Elle en est pourtant distincte.
Car il
s'agit de savoir, non si l'observation subjective permet d'établir des lois en psychologie, mais comment je connais
cet être singulier, qui est moi-même.
Du reste, il n'est pas évident qu'un regard direct sur sa vie intérieure soit le
meilleur moyen de se connaître.
Introduction.
Nul homme ne paraît être plus proche de moi que moi-même ; et nul n'est plus intéressé à se découvrir naïvement et
sincèrement à moi ; car je dois connaître mes faiblesses pour y remédier, et mesurer mes talents pour y ajuster mes
ambitions.
Rien, pourtant, n'est manifeste comme le jugement déréglé que porte sur soi l'homme replié sur soi :
l'humilité maladive et l'orgueil délirant sont presque toujours le fait des solitaires.
Que vaut donc, pour la
connaissance de soi-même, l'observation directe et intime ? Et en quelle mesure cette connaissance de soi se
réalise-t-elle par le dehors ?
I.
— Insuffisance de l'observation intérieure.
Je ne me connaîtrais pas si je n'appréhendais immédiatement ce qu'il n'est en effet donné qu'à moi de saisir : cette
face de mon histoire personnelle que j'appelle ma vie intérieure.

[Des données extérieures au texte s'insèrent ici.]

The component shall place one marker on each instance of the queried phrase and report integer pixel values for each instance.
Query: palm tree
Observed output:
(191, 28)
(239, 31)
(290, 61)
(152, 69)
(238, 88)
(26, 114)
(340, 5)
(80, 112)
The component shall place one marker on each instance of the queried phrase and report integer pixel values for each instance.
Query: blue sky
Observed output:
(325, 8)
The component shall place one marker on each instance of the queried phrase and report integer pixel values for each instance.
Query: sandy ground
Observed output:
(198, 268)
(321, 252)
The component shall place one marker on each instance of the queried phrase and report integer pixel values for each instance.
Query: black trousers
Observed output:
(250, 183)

Sans la conscience, je m'apparaîtrais comme une
chose parmi les choses.
C'est cette conscience qui, dès qu'elle est attentive à ses propres opérations, constitué
l'observation subjective.
Mais une telle observation, ne peut réaliser à la rigueur la connaissance de soi.

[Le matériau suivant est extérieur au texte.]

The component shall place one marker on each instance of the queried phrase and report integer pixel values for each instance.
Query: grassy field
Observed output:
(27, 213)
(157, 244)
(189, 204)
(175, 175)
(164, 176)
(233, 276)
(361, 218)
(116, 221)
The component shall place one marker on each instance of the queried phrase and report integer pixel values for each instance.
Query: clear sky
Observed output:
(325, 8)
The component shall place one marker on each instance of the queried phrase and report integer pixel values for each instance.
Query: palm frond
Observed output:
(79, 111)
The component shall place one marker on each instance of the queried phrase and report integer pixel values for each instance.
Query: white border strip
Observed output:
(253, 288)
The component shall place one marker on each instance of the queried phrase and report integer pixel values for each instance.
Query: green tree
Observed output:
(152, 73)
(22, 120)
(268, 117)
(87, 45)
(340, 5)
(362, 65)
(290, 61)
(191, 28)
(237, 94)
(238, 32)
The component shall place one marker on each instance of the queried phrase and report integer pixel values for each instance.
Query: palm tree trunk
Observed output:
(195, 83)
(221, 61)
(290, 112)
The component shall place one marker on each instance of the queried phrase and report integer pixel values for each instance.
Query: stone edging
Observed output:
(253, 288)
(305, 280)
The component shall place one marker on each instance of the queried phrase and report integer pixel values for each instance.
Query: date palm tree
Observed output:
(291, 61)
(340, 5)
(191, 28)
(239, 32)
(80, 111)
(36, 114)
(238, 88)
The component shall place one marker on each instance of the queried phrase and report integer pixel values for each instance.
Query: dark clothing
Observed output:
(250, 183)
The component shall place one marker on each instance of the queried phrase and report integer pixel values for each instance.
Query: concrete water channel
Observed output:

A) DÉFAUTS DE L'INTROSPECTION.
D'abord l'introspection est imparfaite à bien des titres.
Elle exige un effort dont beaucoup sont incapables : je
m'intéresse moins naturellement à mes idées ou à mes tendances qu'à leurs objets ou à leurs points d'application, au
monde utile qui m'entoure, matériel ou social.
L'observation interne est surtout difficile dans les situations où elle
serait le plus précieuse : quand leur gravité nous distrait de nous-mêmes, ou, parce qu'elle nous émeut, rend toute
attention impossible.
Généralement, l'introspection dénature ce qu'elle veut saisir ; nous changeons nos attitudes
dès que nous les contemplons au lieu de les vivre seulement.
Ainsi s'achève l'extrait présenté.